Development and audio
|This section needs additional citations for verification. (May 2011)|
The music for the game was composed by Grant Kirkhope, who was asked to help at the beginning of the project. The intro cut scene of the game is a music video that features a full-length song with vocals, entitled the "DK Rap" which was written by Kirkhope and was performed by George Andreas and Chris Sutherland. The song was criticized by many (EGM, Error Macro), and the line "His coconut gun can fire in spurts. If he shoots ya, it's gonna hurt!" was named the fourth worst game line ever in the January 2002 issue of Electronic Gaming Monthly.

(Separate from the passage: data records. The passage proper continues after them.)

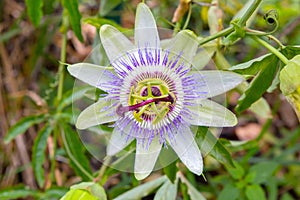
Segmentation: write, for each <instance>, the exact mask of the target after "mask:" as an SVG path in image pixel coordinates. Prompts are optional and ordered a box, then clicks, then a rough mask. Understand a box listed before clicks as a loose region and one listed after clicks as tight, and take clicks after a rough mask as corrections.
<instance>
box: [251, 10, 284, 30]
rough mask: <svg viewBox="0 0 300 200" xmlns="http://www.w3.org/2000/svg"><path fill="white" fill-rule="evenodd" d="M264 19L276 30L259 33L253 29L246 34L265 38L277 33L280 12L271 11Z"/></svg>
mask: <svg viewBox="0 0 300 200" xmlns="http://www.w3.org/2000/svg"><path fill="white" fill-rule="evenodd" d="M264 19H265V20H266V22H267V23H268V24H269V25H272V26H275V27H274V29H273V30H272V31H270V32H264V31H258V30H253V29H246V31H247V32H246V34H248V35H256V36H264V35H271V34H273V33H275V32H276V31H277V29H278V27H279V22H278V12H277V11H276V10H274V9H272V10H269V11H268V12H267V13H266V14H265V15H264Z"/></svg>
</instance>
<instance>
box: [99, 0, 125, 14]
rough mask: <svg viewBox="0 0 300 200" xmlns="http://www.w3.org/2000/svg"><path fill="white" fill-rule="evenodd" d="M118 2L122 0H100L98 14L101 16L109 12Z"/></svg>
mask: <svg viewBox="0 0 300 200" xmlns="http://www.w3.org/2000/svg"><path fill="white" fill-rule="evenodd" d="M120 3H122V0H110V1H109V0H102V1H101V3H100V10H99V14H100V15H101V16H105V15H107V14H109V13H110V12H111V11H112V9H114V8H115V7H116V6H118V5H119V4H120Z"/></svg>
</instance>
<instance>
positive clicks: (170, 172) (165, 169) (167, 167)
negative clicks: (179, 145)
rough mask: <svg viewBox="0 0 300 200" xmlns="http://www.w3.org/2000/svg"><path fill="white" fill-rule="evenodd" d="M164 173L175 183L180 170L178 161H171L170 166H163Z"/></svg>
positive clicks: (171, 181) (165, 174) (168, 165)
mask: <svg viewBox="0 0 300 200" xmlns="http://www.w3.org/2000/svg"><path fill="white" fill-rule="evenodd" d="M163 171H164V174H165V175H166V176H167V177H168V178H169V180H170V181H171V182H172V183H174V181H175V179H176V173H177V171H178V169H177V167H176V162H172V163H170V164H169V165H168V166H166V167H164V168H163Z"/></svg>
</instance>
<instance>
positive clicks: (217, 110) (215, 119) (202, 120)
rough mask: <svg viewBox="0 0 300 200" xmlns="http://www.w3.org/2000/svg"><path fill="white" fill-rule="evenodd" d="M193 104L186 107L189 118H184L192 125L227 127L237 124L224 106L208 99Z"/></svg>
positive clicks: (229, 110) (236, 118)
mask: <svg viewBox="0 0 300 200" xmlns="http://www.w3.org/2000/svg"><path fill="white" fill-rule="evenodd" d="M193 104H194V105H192V106H186V107H187V108H188V109H189V115H190V116H189V117H186V118H185V120H186V121H187V122H188V123H190V124H192V125H198V126H210V127H228V126H234V125H236V124H237V118H236V116H235V115H234V114H233V113H232V112H231V111H230V110H228V109H227V108H225V107H224V106H221V105H219V104H217V103H215V102H213V101H210V100H208V99H203V100H198V101H195V102H193Z"/></svg>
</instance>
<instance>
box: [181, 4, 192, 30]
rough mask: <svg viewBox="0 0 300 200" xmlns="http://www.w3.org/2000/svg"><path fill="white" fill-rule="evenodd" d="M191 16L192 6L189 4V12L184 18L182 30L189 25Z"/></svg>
mask: <svg viewBox="0 0 300 200" xmlns="http://www.w3.org/2000/svg"><path fill="white" fill-rule="evenodd" d="M191 15H192V5H191V4H189V12H188V15H187V17H186V20H185V23H184V25H183V28H182V29H183V30H184V29H186V28H187V26H188V25H189V22H190V19H191Z"/></svg>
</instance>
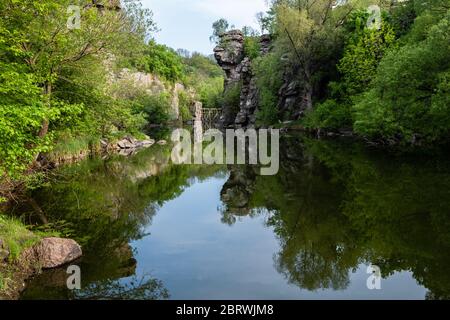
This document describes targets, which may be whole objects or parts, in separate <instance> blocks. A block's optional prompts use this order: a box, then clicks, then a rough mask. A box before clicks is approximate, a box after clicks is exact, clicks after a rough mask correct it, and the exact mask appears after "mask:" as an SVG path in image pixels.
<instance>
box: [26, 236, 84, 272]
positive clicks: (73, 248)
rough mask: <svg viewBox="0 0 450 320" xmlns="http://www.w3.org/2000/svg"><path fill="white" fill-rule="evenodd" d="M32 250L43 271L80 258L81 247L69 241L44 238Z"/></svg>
mask: <svg viewBox="0 0 450 320" xmlns="http://www.w3.org/2000/svg"><path fill="white" fill-rule="evenodd" d="M33 250H34V254H35V255H36V257H37V261H39V264H40V265H41V266H42V268H44V269H50V268H56V267H59V266H63V265H65V264H67V263H69V262H72V261H74V260H76V259H78V258H80V257H81V256H82V251H81V247H80V246H79V245H78V243H76V242H75V241H74V240H71V239H61V238H45V239H42V241H41V242H40V243H39V244H38V245H36V246H35V247H34V248H33Z"/></svg>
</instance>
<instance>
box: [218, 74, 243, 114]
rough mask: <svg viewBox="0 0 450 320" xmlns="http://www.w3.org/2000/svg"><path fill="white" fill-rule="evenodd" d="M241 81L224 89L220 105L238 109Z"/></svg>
mask: <svg viewBox="0 0 450 320" xmlns="http://www.w3.org/2000/svg"><path fill="white" fill-rule="evenodd" d="M241 90H242V82H241V81H239V82H237V83H233V84H231V85H230V87H229V88H227V90H226V91H225V93H224V95H223V97H222V106H227V107H233V108H236V109H239V103H240V99H241Z"/></svg>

The rap also contained the word "hell", which is offensive in North America where "hell" is considered a profane explicative, despite the game being rated E. "Hell" as an intensifier is not considered offensive in Great Britain (which is where Rare is located), but a remixed version of the "DK Rap" was considered necessary in Super Smash Bros. Melee as part of the Kongo Jungle stage, in which the word was replaced with "heck". This version was also one of the selectable songs in Donkey Konga, but only has the parts of the first three characters. The remixed version heard in Melee was also in Super Smash Bros. Brawl. The song is performed by James W. Norwood, Jr., in Melee, who used several different voices and effects for the remix in that game.
There was also a scrapped level from another Rare platformer Banjo-Kazooie where it was known as "Fungus Forest". It was later made for Donkey Kong 64, under the slightly altered level name "Fungi Forest" and used the same music.
Donkey Kong 64 received highly positive reviews, with an average of 86.74% on review aggregate site GameRankings. The most commonly cited issue was the lackluster multiplayer mode and unwarranted tediousness and difficulty of some parts. GameSpot claimed "it lacks enough 'wow factor' to exert the revolutionary influence that Donkey Kong Country had", also saying that "those who obtain perverse pleasure from collecting every last coin and item in this type of game" would love it, while "those who don't will be frustrated". and IGN reports that while it is "not the leap and bound that Donkey Kong Country was for Super NES, [it] is still an excellent platformer all the same", adding that "it's DK64's length that really sets it apart from any other competition in the genre". GamePro remarked "it's one of those Rare games that makes you remember why you liked video games so much in the first place."